Contagious reveals the forces that make things go viral and guides us towards achieving organic growth. We share great ideas, products and experiences that are useful, funny and cool because sharing primes our audience to associate these desirable attributes with us. We also deeply connect with services that make us feel like insiders. Special, limited experiences are seen as valuable and are more likely to be shared with like-minded friends or colleagues.
Jonah explains that viral ideas carry the right emotional charge. We enhance emotional experiences by sharing with others, whether it’s from finally achieving a long-standing goal, or getting support when dealing with a loss. The key to virality is to stimulate high arousal emotions (e.g., awe, excitement, or anger) rather than low arousal (e.g., contentment or sadness). High arousal emotions drive people to action, including sharing the source of the emotion.

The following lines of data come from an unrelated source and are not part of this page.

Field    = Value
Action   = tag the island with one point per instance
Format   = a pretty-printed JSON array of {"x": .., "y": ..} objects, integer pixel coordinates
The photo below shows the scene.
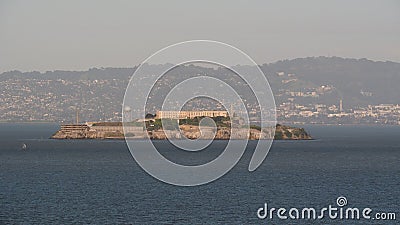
[{"x": 186, "y": 129}]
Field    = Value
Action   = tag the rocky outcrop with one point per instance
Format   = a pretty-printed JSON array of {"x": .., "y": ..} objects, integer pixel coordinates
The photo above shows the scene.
[{"x": 188, "y": 131}]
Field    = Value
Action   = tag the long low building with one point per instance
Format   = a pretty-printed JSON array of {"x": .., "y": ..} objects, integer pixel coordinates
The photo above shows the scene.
[{"x": 189, "y": 114}]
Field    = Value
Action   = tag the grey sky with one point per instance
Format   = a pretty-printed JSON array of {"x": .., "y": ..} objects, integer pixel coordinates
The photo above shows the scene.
[{"x": 77, "y": 35}]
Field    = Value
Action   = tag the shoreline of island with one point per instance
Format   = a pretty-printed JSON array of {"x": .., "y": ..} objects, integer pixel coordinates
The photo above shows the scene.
[{"x": 116, "y": 131}]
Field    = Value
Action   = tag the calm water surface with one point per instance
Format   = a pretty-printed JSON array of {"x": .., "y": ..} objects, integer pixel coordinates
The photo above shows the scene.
[{"x": 98, "y": 182}]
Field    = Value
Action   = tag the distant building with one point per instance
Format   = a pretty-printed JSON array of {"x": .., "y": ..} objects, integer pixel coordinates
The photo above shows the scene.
[{"x": 189, "y": 114}]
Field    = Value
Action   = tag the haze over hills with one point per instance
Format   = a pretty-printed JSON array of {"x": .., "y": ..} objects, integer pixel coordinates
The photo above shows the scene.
[{"x": 99, "y": 93}]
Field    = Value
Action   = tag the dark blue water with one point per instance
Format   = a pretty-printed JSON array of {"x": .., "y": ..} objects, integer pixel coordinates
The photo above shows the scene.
[{"x": 98, "y": 182}]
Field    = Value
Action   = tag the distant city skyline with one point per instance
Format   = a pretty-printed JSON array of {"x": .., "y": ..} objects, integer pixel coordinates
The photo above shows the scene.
[{"x": 70, "y": 35}]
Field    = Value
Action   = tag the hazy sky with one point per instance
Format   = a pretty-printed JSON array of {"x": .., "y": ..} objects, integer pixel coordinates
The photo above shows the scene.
[{"x": 77, "y": 35}]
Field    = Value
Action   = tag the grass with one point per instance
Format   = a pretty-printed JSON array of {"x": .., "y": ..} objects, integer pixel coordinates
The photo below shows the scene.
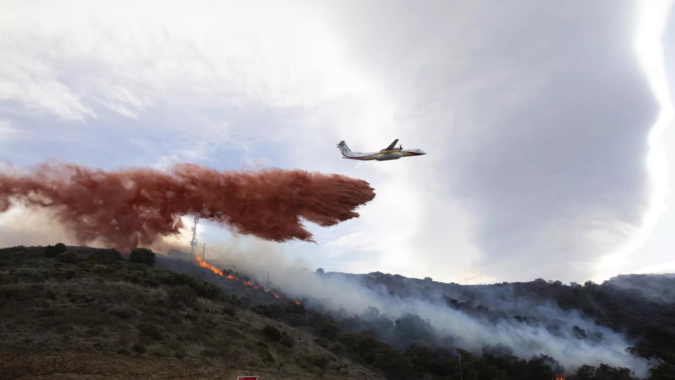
[{"x": 120, "y": 308}]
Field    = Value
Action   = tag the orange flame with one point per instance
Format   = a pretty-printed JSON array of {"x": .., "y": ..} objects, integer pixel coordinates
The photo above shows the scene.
[{"x": 206, "y": 265}]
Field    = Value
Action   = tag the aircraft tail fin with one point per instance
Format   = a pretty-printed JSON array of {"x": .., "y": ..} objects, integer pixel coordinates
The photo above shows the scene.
[{"x": 344, "y": 148}]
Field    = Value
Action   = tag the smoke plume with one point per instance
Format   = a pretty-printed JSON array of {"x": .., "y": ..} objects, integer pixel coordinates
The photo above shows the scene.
[{"x": 124, "y": 209}]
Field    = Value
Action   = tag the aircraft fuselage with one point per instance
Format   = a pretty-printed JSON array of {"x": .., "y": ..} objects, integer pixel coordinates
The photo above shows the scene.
[{"x": 383, "y": 155}]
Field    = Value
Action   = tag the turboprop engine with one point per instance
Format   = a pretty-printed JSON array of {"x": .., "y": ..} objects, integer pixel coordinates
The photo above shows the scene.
[{"x": 389, "y": 156}]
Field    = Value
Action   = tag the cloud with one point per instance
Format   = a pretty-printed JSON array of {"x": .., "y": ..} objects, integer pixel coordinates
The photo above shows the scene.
[
  {"x": 535, "y": 117},
  {"x": 541, "y": 117}
]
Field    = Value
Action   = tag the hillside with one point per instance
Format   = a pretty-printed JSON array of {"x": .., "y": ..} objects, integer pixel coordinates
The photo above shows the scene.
[{"x": 91, "y": 312}]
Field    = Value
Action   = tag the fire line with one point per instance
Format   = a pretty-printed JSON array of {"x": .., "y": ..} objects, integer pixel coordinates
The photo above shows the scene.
[{"x": 206, "y": 265}]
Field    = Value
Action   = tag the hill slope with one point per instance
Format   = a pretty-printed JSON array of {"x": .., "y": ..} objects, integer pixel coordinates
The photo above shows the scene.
[{"x": 92, "y": 312}]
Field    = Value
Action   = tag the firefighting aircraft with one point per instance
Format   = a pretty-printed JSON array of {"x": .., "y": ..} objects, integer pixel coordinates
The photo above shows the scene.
[{"x": 388, "y": 153}]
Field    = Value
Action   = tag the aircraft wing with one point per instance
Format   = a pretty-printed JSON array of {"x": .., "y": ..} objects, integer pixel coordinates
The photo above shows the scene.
[{"x": 392, "y": 146}]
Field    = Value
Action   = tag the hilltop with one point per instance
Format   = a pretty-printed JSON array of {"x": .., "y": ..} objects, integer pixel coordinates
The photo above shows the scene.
[{"x": 91, "y": 312}]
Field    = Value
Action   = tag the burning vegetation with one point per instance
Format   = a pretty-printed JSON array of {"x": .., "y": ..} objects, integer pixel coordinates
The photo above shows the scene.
[{"x": 215, "y": 270}]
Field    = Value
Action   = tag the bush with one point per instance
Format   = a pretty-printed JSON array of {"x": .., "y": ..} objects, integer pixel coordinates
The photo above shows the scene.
[
  {"x": 271, "y": 333},
  {"x": 56, "y": 250},
  {"x": 329, "y": 330},
  {"x": 68, "y": 257},
  {"x": 287, "y": 340},
  {"x": 142, "y": 256},
  {"x": 338, "y": 349}
]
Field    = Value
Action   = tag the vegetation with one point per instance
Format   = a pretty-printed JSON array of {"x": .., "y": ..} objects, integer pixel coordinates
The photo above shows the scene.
[
  {"x": 91, "y": 299},
  {"x": 91, "y": 302},
  {"x": 142, "y": 256},
  {"x": 55, "y": 251}
]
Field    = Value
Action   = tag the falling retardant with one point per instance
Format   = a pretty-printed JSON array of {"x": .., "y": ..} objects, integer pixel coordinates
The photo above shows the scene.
[{"x": 128, "y": 208}]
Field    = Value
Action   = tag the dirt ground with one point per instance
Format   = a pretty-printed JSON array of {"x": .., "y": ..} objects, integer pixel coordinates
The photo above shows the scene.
[{"x": 87, "y": 365}]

Finally, contagious ideas are encoded in clear stories. The stories that stand the test of time (think fables) have underlying, still-relevant lessons. When bringing a product or service to market, it’s crucial to have purposeful stories that quickly and memorably resonate with clients.
This book has helped me connect the usefulness of business ideas with the emotional experience of the end user. The adoption of a business idea is often predicated on how effectively we drive excitement with various audiences: first senior leadership for buy-in, then business partners for implementation and finally end customers to use or buy.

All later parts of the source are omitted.